'That's what I been tryin' to do. Except somebody been swimmin' around under my line.'
Hippo Bimstine was a mover in the state Democratic party and probably owned half of the drugstores in New Orleans. His girth was elephantine, his bejeweled, pudgy fingers and yellow-and-black checkered sports coats legendary. On any given afternoon you could see him in the Pearl on St. Charles, eating anywhere from five to eight dozen oysters on the half shell, washing them down with pitchers of beer, his thick neck powdered with talcum, a purple rose in his lapel, his jowls freshly shaved and glowing with health, his eyes squinting almost completely shut when he smiled. Years ago I had told him the story about the wreck of the German U-boat I had discovered on a calm summer day when I was in college. Last week a friend of Hippo's, a charter skipper out of Cocodrie, said his sonar had pinged a huge metal object just south of Grand Isle. Hippo remembered the story about the sunken sub, called me in New Iberia, and said he would pay a ten-thousand-dollar finder's fee if I could locate the sub and he could salvage it.

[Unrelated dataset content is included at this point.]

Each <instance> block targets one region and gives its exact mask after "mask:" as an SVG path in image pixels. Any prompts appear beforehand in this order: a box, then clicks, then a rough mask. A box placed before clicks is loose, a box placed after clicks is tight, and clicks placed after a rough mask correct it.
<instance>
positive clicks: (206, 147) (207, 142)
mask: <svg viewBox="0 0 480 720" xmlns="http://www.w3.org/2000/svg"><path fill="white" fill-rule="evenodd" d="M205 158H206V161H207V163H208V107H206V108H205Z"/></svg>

'What are you going to do with a World War II U-boat, Hippo?' I said.
'Are you kidding? You ever see this Geraldo guy on TV? He had millions of people watching him dig into a basement wall under a Chicago hotel where Al Capone used to live. He had everybody believing there was a car, dead bodies, gold bars, machine guns, all kinds of bullshit, buried in this underground vault. The show went on for three hours. It was so boring you had to keep slapping yourself awake. You know what he found? A big pile of wet sand and some old bottles. He also almost punched a hole in the retaining wall that keeps Lake Michigan out of the city of Chicago.
'You know what I could do with a sub full of drowned Nazis? Use your imagination, Dave.'
But I had struck out. And it was just as well. Hippo's projects were usually as grandiose and thespian as his epicurean consumption of seafood in the Pearl, and if you became involved with him for very long, you began to realize that perhaps you had not successfully avoided the role of court jester in this life after all.